Pada akhirnya kita harus meyakini bahwa kedekatan yang instan tak akan melahirkan hubungan yang panjang. Ya, belum ada satu bulan, akhirnya kita saling menumpahkan derai air mata di sore penuh keganjilan itu. Oh iya. Apakah kau tahu? Wangimu masih menempel di bajuku, lengkap dengan sedih paling raya.
Perkara perdebatan itu; aku bersiteguh mencari jalan keluar. Kau menolak sambil terus menyepam kepalaku dengan alasan tak masuk akal. Dan kau tampak baik-baik saja.

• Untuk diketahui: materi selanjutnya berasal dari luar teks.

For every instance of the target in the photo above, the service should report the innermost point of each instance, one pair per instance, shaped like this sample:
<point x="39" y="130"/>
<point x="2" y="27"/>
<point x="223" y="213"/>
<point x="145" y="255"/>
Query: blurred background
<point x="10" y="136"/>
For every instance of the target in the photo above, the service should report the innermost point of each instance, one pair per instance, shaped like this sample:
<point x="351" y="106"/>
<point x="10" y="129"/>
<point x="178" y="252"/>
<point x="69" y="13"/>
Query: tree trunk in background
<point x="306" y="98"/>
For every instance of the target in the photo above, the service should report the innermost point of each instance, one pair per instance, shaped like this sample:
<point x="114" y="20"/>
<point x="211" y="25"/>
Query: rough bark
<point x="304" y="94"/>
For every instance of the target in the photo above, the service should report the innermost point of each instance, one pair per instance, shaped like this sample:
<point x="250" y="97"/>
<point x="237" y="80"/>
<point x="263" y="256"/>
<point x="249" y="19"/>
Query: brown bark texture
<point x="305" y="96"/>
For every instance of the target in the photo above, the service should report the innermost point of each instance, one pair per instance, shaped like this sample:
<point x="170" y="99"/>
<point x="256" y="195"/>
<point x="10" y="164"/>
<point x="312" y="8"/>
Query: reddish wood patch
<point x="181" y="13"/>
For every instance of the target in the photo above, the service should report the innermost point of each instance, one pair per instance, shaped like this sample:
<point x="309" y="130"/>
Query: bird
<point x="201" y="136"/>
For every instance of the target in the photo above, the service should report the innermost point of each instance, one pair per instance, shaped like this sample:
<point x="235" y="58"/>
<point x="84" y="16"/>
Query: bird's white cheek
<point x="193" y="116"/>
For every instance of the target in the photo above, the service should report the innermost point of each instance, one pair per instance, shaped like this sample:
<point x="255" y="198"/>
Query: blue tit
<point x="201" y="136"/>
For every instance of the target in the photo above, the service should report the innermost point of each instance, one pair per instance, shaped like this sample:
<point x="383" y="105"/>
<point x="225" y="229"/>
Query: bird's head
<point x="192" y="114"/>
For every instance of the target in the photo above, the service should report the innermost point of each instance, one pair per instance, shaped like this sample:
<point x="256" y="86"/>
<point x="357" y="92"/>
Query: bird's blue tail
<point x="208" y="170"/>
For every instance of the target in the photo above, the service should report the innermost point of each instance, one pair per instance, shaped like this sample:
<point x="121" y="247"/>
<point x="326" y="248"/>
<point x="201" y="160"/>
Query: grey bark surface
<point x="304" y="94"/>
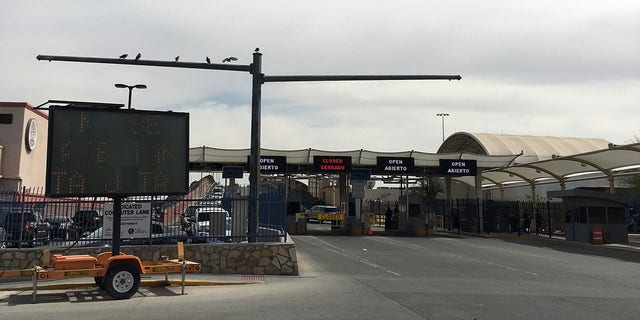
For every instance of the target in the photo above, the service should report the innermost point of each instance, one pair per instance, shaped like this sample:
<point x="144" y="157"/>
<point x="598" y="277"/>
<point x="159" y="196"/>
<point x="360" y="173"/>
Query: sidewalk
<point x="633" y="245"/>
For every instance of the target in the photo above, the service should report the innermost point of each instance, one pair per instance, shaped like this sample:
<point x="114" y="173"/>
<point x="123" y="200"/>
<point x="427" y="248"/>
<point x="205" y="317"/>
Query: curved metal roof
<point x="559" y="160"/>
<point x="530" y="148"/>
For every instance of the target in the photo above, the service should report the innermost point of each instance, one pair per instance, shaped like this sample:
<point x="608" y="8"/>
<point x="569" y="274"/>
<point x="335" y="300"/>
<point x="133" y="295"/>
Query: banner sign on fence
<point x="232" y="172"/>
<point x="458" y="167"/>
<point x="135" y="221"/>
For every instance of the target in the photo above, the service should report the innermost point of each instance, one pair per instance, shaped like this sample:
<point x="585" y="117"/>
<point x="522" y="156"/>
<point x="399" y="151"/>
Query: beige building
<point x="23" y="146"/>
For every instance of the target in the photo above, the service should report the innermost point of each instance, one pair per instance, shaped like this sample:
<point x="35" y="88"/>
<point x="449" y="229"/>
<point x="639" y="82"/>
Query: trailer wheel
<point x="99" y="281"/>
<point x="122" y="281"/>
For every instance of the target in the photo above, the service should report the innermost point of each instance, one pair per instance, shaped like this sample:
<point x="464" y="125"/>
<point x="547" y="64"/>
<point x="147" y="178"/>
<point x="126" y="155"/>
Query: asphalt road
<point x="387" y="278"/>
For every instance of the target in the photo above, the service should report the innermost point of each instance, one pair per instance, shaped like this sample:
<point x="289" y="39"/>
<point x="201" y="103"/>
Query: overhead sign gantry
<point x="255" y="69"/>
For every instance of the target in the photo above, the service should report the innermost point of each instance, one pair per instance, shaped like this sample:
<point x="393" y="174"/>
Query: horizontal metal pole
<point x="358" y="78"/>
<point x="155" y="63"/>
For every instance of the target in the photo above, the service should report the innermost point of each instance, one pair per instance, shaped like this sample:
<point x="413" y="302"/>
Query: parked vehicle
<point x="213" y="225"/>
<point x="26" y="227"/>
<point x="59" y="227"/>
<point x="85" y="222"/>
<point x="3" y="236"/>
<point x="160" y="234"/>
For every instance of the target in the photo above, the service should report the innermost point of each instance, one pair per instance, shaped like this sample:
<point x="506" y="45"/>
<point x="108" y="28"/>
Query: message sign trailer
<point x="116" y="153"/>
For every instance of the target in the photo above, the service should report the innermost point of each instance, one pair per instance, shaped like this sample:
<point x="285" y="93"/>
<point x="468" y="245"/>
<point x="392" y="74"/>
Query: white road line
<point x="457" y="256"/>
<point x="335" y="249"/>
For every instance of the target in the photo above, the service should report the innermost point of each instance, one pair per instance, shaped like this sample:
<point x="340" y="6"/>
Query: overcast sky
<point x="548" y="68"/>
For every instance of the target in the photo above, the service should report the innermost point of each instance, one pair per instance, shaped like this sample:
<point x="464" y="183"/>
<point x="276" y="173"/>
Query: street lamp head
<point x="137" y="86"/>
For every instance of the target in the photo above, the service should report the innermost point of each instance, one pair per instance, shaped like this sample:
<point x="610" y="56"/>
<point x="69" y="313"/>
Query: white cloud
<point x="567" y="68"/>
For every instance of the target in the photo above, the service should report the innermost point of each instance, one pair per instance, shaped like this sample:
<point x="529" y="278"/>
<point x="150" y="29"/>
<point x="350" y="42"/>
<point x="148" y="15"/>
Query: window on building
<point x="6" y="118"/>
<point x="597" y="215"/>
<point x="616" y="215"/>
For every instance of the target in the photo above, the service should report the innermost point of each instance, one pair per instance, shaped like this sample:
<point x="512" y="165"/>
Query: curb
<point x="528" y="237"/>
<point x="143" y="283"/>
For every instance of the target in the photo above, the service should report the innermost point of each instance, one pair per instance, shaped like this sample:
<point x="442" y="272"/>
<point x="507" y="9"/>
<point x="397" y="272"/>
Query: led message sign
<point x="450" y="167"/>
<point x="395" y="165"/>
<point x="331" y="164"/>
<point x="112" y="153"/>
<point x="271" y="164"/>
<point x="360" y="174"/>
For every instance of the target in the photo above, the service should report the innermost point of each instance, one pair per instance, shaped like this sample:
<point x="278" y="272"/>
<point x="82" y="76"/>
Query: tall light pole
<point x="137" y="86"/>
<point x="442" y="115"/>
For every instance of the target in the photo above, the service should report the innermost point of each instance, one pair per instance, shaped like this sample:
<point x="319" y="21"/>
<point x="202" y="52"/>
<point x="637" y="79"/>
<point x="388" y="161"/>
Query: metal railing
<point x="28" y="219"/>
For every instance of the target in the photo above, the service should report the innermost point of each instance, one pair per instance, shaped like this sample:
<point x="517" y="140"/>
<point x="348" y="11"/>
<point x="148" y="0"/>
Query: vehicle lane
<point x="470" y="277"/>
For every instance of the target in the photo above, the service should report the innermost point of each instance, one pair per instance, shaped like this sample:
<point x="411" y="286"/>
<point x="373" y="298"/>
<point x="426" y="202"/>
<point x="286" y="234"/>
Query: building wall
<point x="19" y="166"/>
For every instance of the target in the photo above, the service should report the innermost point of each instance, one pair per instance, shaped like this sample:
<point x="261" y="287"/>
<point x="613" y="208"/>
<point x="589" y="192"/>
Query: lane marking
<point x="453" y="255"/>
<point x="337" y="250"/>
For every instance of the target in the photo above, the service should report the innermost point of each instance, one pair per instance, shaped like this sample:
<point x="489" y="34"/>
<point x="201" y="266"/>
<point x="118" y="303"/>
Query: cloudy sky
<point x="549" y="68"/>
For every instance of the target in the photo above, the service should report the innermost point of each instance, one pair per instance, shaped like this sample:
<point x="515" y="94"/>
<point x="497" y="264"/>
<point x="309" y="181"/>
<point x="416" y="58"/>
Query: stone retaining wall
<point x="232" y="258"/>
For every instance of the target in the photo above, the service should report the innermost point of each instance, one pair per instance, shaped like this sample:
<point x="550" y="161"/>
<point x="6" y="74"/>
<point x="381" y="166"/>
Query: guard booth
<point x="588" y="212"/>
<point x="412" y="219"/>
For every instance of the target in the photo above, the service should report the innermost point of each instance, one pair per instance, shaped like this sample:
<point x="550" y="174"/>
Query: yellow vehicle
<point x="119" y="275"/>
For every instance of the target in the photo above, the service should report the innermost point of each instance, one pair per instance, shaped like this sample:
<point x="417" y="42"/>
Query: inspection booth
<point x="586" y="209"/>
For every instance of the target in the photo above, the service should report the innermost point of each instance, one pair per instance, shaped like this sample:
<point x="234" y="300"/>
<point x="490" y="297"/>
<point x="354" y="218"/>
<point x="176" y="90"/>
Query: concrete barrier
<point x="268" y="258"/>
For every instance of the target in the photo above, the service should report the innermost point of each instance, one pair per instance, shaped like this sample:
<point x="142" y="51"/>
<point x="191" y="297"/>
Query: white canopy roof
<point x="527" y="159"/>
<point x="545" y="159"/>
<point x="214" y="157"/>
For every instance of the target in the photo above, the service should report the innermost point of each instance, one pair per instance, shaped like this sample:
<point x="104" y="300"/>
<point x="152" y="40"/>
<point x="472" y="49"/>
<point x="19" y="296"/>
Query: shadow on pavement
<point x="608" y="251"/>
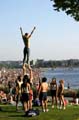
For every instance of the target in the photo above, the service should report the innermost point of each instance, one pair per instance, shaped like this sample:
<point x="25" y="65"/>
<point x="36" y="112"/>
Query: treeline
<point x="42" y="63"/>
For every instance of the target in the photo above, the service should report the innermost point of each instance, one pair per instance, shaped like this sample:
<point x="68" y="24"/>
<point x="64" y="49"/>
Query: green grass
<point x="71" y="113"/>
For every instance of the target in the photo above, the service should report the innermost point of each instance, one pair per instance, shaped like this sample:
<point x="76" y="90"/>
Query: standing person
<point x="27" y="70"/>
<point x="61" y="94"/>
<point x="18" y="90"/>
<point x="25" y="89"/>
<point x="26" y="51"/>
<point x="54" y="90"/>
<point x="43" y="90"/>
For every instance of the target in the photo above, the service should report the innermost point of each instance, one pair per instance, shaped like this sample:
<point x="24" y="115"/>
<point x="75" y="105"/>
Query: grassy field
<point x="71" y="113"/>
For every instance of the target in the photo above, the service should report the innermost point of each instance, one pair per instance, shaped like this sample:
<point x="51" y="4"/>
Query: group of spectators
<point x="21" y="85"/>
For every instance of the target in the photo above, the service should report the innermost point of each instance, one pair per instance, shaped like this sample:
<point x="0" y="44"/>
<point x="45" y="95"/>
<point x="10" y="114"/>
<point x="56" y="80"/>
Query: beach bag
<point x="32" y="112"/>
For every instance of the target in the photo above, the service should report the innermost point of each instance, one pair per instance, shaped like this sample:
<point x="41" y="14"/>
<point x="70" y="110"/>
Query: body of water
<point x="69" y="75"/>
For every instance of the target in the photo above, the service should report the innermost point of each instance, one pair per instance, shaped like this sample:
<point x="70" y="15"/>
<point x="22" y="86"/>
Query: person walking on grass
<point x="25" y="38"/>
<point x="61" y="94"/>
<point x="25" y="89"/>
<point x="43" y="91"/>
<point x="54" y="90"/>
<point x="18" y="90"/>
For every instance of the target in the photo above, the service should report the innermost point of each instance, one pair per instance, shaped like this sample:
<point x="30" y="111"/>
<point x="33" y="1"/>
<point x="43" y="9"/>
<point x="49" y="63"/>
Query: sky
<point x="56" y="36"/>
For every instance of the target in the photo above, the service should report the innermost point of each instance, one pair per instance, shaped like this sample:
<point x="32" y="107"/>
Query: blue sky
<point x="56" y="36"/>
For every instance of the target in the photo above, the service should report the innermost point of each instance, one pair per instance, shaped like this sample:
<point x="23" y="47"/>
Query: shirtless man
<point x="26" y="51"/>
<point x="43" y="91"/>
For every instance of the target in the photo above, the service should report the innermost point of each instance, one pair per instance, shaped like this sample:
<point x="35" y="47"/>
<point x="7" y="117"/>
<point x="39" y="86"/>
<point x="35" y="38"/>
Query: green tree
<point x="70" y="7"/>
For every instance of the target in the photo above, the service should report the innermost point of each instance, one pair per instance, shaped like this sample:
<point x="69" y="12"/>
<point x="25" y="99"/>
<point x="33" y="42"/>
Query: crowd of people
<point x="22" y="85"/>
<point x="23" y="88"/>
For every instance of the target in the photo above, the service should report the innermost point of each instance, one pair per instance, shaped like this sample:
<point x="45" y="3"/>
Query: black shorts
<point x="25" y="97"/>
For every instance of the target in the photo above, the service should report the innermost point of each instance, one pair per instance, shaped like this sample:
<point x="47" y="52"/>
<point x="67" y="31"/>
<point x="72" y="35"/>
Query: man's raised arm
<point x="32" y="31"/>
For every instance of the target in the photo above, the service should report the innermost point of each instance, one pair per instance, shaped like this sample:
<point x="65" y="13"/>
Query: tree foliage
<point x="70" y="7"/>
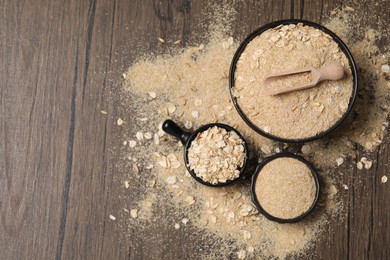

Bahkan senyummu dihiasi kegembiraan yang melimpah. Aku layangkan harapan. Kau tak menyebutkan tujuan. Dan itu membuatku penasaran…
Sudah adakah yang gantikanku?
Yang khawatirkanmu setiap waktu?
Yang cerita tentang apapun sampai hal-hal tak perlu?
Kalau bisa jangan buru-buru, kalau bisa jangan ada dulu.
Atau mungkin karena kedekatan kita yang terlalu buru-buru, sehingga kepala kita lebih sering menumpuk ingatan manis ketimbang getir-pilu.
Tak apalah. Aku sudah biasa; mengakhiri rumitnya hubungan dengan kata semoga. Ya. Semoga. Semoga kita akan kembali dipertemukan dalam keadaan yang lebih baik –sambil meyakini bahwa perpisahan yang melegakan itu nyata dan akan menimpa kita.